OK, it's expensive comared to previosu years but look at the alternatives. Electirc cars? Hydrogen cars? Alternative heating fuels?
Oil is robust and dynamic, it's used for fuels, plastics, even road surfaces, pesticides and fertilisers (yummy).
Comapre the cost and ease of heating your home with oil versus a solid fuel. Or driving versus the costs (mostly time) of cycling or walking.
High oil prices will enforce a change in behaviour for sure. People may be forced to move closer to work but it will benefit teh environment and therefore all of us in teh long term. Short term pain for long term gain I guess.

Also, to rain all over the conspiracy fireworks if OPEC really did engineer the high oil price, which they didn;t and possible couldn't then think of the long term costs to them. People invest in more fuel efficient durable goods, insulate their houses etc, in order to reduce the fule burden. If they keep pushing then everything will be electric.
Powerstations can be fuelled by coal (dirty) or Uranium (Greenpeace would say Satans fuel). This would provide the base load for the gird at a very un volitile price. OIl has a little further to go before this occurs.

Peak oil? WEll its more of a tabletop. ONce other competing technologies and fules become economical the marginal demand for oil will slide.
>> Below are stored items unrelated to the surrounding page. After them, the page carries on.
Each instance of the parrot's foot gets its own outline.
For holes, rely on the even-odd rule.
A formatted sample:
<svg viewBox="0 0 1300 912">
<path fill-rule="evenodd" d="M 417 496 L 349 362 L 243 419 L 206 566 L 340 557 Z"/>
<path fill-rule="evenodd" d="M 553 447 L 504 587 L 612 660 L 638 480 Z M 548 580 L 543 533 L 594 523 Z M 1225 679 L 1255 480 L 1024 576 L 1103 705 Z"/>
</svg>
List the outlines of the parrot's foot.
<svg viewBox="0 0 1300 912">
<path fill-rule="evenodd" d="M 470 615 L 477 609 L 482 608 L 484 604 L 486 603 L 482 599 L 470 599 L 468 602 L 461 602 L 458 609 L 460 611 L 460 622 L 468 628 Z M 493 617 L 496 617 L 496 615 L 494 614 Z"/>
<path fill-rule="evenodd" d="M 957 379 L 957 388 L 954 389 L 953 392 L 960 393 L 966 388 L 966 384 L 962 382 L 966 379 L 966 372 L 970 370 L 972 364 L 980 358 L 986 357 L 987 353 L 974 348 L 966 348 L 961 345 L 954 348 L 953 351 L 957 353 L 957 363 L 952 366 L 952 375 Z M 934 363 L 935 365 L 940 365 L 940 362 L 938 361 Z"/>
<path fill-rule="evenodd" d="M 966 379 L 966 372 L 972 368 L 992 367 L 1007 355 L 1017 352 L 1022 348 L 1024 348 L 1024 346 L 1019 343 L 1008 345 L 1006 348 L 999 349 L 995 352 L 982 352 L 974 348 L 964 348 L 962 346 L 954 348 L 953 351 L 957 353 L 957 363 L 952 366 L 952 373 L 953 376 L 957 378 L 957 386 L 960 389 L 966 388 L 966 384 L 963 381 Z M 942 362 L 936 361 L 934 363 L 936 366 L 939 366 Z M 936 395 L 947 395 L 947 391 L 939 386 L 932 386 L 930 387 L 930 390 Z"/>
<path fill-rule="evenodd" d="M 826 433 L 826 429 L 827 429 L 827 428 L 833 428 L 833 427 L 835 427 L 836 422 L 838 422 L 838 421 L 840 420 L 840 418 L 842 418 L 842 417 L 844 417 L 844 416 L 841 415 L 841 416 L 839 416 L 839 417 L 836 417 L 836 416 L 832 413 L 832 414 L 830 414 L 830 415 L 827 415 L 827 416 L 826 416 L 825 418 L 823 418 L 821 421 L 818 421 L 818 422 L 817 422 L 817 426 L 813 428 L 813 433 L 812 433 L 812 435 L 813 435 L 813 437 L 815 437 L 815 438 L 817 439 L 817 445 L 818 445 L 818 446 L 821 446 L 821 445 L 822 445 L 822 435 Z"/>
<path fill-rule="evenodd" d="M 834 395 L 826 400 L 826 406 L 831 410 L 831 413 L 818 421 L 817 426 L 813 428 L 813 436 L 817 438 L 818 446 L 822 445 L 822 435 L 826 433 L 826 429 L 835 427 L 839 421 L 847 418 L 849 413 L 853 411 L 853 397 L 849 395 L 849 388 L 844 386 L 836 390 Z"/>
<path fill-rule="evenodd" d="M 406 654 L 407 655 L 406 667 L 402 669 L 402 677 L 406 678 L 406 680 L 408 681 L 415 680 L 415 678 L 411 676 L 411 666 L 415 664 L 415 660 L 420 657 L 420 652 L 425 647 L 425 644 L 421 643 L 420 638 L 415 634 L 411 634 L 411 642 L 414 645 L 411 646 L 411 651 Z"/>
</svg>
There's still plenty of oil the problem is getting at it. Russia is drunk with hydrocarbon power, Africa is Africa and the other stuff is very deep (Brazils new find is the deepst offshore find) or tricky to extract (the Alberta oil sands). One thing though, it took over 100 years to consume the first trillion barrels of oil (estamiated at 1/3 total global reserve) the next trillion will be gone in 25 years. Better buy a Prius!